Point-by-point response to the comments by Reviewer 2

Reviewer comments are in italics, our responses in regular type.

The manuscript of Incarbone et al. describes the identification and initial characterization of a TBSV isolate capable of infecting A. thaliana. The authors also provide some preliminary results on the unusual RNAi response elicited by the virus in planta. Considering that detailed molecular characterization of Tombusviruses has so far been restricted to the heterologous yeast system and the genetically intractable host N. benthamiana, the isolation of the TBSV-BS3 isolate capable of infecting A. thaliana could be of considerable interest. There are however, several major issues regarding the presented data, which have to be dealt with before the manuscript can be considered for publication.

Major points:

The densitometric scans shown on figures 5, 6 and 7 can hardly be interpreted as a reliable measure for the accumulation of viral RNA. There are significant variabilities even between the parallel samples, sometimes even bigger than between samples from the different treatment groups, where differences are claimed to be exist. For example, on figure 6A in the dcl4 and dcl2/4 samples the virus RNA is claimed to the higher than in the other genotypes. Considering however, the increased loading (which is obvious by looking at the EtBr image) this is unfounded. These issues have to be solved somehow. It is also important to state, how many times the given experiments were repeated with comparable outcomes.

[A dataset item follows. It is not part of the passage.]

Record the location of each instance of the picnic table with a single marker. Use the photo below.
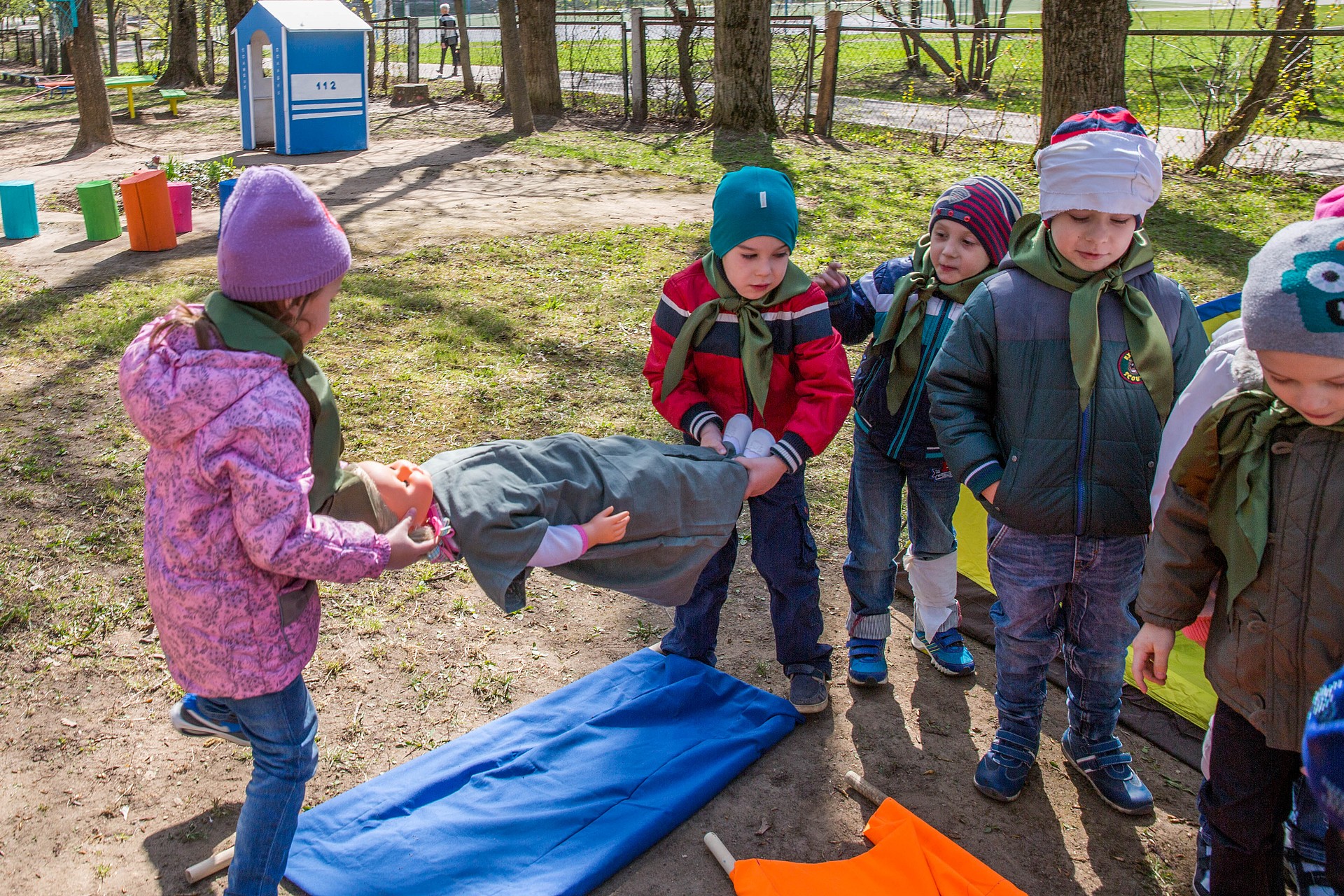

We agree with this reviewer that the claimed differences in virus accumulation are debatable, although in the case of dcl mutants they are consistent among different experiments and replicates (Figures 6 and 7). In consequence we have tamed our conclusions and modified the text accordingly, in particular by stating “Whether this increase in TBSV accumulation is statistically significant remains to be determined" (Lines 461-463). However, we would like to point out that some issues raised here, such as the differences between replicates, are due to the fact that we are including 2 “twin” replicates per sample. This is double what is normally considered valid for publication in blotting experiments, that is one sample (containing a pool of several plants) in the majority of papers. So, the variation seen here between twin replicates should not be considered a limit of this paper, but a limit of the commonly accepted format of one sample per genotype/condition, where such differences would have not emerged.

DCL4 seems to play a dominant role in the RNAi response elicited by TBSV-BS3 as evidenced by the small RNA Northern blot shown on figure 6 C. Interestingly however, the effect of DRB4 seems to be negligible, if any based on the Northern blot shown on figure 5 D. Why is that? DRB4 is an obligate binding partner for DCL4 and has been proven to be essential for its activity. How is it possible that in the drb4 mutant plant vsiRNA production is not affected?

We disagree with this reviewer concerning the essentiality of DRB4 in all activity of DCL4. Indeed, DRB4 has been shown to be essential for DCL4 activity in vitro (Fukudome et al., 2011). However in vivo, while it is necessary for DCL4 processing of miR822, it is partially dispensable for TAS1 and TAS3 processing (Montavon et al., 2017). DRB4 is necessary for DCL4 processing of TYMV (Jakubiec et al, 2012) and TSWV (Curtin et al, 2008), but partially dispensable for processing of TuMV (Curtin et al, 2008) and completely dispensable for processing of TCV (Qu et al., 2008, see supplementary information there). Therefore, we argue that the role DRB4 plays in DCL4 activity depends on conditions and parameters that remain to be elucidated. Furthermore, this result does not impact the validity of the data shown here.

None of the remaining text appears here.